The older woman’s face was set in firm lines as she told her son, ‘We have another visitor, and one who does not sit well in my favor. He has come to us with letters from the Earl of Marischal, but there is something in his aspect which I do not trust.’
The visitor was waiting at his leisure in the drawing room—an older man who looked to be past sixty years of age, though he was large in body with a heavy-featured face and hands that seemed to swallow up the earl’s when they shook formally in greeting. He was taller than the earl, which made him well above six feet, and wore the costume of a Highlander, and would have been a fierce imposing figure had his face not held the weariness of one who had been beaten down by time.
‘By God!’ said Colonel Graeme, just now entering the room behind Sophia, ‘Captain Ogilvie!’
The countess turned. ‘You know each other?’
‘Aye, we served in France together,’ Colonel Graeme said, and crossed to greet the older man with pleasure. ‘We do share a long acquaintance.
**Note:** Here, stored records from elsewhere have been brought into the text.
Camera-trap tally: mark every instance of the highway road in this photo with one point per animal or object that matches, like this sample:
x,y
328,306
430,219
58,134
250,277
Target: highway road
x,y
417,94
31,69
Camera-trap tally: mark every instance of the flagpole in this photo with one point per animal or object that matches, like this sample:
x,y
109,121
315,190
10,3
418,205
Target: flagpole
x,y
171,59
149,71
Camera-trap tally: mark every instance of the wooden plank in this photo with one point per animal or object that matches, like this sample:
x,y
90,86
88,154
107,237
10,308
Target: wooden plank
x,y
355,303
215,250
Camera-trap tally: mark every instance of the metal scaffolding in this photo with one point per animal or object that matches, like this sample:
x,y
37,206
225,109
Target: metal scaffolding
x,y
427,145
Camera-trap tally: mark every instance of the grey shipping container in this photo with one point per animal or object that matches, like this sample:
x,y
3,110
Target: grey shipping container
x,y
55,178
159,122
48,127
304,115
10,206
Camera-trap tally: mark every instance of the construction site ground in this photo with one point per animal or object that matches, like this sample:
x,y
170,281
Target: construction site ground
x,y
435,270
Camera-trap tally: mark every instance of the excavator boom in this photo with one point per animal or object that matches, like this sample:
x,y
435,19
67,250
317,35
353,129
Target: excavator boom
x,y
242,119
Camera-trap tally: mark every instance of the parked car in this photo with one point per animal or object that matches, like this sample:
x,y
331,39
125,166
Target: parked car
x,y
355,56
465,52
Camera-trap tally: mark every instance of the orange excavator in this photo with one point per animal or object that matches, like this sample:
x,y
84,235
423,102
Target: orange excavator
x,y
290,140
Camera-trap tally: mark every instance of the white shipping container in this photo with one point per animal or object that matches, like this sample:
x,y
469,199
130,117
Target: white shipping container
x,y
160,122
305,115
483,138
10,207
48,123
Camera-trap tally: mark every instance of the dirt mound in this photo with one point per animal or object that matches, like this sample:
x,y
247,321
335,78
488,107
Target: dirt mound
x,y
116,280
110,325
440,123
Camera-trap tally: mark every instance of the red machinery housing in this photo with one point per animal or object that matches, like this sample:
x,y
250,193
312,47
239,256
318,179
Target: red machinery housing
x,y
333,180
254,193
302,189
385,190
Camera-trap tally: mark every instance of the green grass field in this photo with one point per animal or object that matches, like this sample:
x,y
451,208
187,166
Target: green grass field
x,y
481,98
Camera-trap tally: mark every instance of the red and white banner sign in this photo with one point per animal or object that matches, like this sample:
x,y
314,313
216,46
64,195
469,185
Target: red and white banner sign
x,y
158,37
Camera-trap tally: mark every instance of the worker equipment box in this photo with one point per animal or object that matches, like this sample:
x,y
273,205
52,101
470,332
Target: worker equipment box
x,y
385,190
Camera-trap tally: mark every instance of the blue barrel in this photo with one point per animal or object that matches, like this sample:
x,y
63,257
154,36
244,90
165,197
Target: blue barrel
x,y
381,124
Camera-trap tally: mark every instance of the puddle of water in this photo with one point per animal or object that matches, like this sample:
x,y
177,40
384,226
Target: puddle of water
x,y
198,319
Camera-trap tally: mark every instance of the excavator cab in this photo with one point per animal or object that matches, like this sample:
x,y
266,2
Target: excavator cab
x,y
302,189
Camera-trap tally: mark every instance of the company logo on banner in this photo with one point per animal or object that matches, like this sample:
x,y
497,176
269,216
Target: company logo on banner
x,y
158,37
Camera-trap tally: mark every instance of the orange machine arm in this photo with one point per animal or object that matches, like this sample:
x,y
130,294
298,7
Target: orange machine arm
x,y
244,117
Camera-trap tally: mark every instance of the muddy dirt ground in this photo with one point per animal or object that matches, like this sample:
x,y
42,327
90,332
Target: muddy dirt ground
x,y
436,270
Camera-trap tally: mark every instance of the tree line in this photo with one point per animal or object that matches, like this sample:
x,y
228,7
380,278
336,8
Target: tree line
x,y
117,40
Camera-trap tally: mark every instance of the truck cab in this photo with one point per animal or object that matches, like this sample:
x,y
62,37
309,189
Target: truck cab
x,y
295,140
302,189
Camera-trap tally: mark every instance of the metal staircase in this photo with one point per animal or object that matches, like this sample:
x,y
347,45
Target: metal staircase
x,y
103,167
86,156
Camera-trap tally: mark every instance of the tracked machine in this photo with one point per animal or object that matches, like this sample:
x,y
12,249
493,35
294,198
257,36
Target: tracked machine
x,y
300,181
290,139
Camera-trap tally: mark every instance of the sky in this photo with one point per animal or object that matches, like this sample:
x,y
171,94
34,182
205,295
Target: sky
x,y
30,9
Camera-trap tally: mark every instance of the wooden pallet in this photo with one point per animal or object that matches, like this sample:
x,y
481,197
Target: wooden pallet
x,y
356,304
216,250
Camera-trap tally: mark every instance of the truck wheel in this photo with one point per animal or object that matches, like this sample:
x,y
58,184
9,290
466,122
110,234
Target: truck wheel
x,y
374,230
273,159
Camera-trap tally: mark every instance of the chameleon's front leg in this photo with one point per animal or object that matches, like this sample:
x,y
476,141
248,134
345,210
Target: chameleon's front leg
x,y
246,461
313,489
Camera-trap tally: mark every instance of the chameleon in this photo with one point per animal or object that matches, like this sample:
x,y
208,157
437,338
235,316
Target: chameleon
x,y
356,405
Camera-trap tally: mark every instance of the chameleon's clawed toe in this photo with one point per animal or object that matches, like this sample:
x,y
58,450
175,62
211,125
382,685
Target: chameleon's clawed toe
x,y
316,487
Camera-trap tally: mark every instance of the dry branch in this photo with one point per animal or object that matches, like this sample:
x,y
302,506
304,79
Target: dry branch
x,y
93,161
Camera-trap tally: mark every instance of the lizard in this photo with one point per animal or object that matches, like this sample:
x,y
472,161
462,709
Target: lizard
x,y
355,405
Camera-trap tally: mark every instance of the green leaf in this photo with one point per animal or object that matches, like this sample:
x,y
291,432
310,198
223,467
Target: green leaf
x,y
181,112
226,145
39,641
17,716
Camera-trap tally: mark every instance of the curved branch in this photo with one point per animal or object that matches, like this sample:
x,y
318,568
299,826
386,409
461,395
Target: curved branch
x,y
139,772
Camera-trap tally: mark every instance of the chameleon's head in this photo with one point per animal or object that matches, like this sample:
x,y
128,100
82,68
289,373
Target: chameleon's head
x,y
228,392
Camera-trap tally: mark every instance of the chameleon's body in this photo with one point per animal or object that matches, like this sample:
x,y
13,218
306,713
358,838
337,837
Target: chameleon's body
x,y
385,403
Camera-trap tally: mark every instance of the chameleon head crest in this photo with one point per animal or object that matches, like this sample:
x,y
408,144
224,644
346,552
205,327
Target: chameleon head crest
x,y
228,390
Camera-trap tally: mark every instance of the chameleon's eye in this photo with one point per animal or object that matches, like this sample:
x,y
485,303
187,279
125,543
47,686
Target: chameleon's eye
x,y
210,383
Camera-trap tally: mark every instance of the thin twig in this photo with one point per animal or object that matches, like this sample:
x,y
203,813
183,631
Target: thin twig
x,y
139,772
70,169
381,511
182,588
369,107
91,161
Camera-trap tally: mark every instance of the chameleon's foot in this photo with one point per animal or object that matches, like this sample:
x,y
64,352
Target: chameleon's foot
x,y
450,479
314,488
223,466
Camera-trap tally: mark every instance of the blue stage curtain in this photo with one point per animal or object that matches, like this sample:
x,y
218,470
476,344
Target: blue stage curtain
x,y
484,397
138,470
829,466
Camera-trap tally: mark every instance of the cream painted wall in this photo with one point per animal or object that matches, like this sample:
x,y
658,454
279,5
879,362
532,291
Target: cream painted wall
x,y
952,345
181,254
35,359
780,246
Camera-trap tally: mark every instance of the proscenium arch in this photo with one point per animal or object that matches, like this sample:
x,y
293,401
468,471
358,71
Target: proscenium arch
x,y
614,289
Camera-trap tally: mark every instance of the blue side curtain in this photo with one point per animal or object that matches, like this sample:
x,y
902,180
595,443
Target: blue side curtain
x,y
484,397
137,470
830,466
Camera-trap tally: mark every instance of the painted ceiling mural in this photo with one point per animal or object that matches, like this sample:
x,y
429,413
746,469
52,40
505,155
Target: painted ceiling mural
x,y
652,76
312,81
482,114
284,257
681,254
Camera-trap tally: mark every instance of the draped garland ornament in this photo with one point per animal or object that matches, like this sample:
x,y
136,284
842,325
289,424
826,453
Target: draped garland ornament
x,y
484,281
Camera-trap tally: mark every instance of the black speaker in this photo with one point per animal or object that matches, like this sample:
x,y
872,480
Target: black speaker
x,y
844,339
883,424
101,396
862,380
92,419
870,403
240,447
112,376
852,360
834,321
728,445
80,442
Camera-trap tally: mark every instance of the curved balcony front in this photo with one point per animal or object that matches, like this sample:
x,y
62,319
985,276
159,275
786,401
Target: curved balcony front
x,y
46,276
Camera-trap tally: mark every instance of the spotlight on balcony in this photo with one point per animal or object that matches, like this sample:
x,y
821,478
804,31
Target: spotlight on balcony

How the devil are ye?’
Captain Ogilvie seemed equally as pleased to find a comrade and a fellow soldier in the house, and stood a little straighter as he answered, ‘Well enough, though I’ve grown too old now to fight, and must seek my living elsewhere.’ From his tone Sophia guessed the change of livelihood had been a bitter tonic for him, one that he’d found difficult to take. ‘What of yourself ? I would have thought ye’d be in Flanders.’
‘Aye, well, I was given leave to come to Scotland on a family matter,’ was the colonel’s smooth excuse. ‘But I’ll be returning shortly.’
Standing to one side, the countess watched this unforeseen reunion with a guarded face that gave no hint of what she might be thinking. Sophia could not see herself what troubled the countess so much about Ogilvie. His eyes, to her, seemed kind enough when she was introduced to him.
The countess said, ‘You must be tired, Captain, if you’ve ridden from the Earl of Marischal’s this day. You must stay here at Slains until you are recovered from your travels.’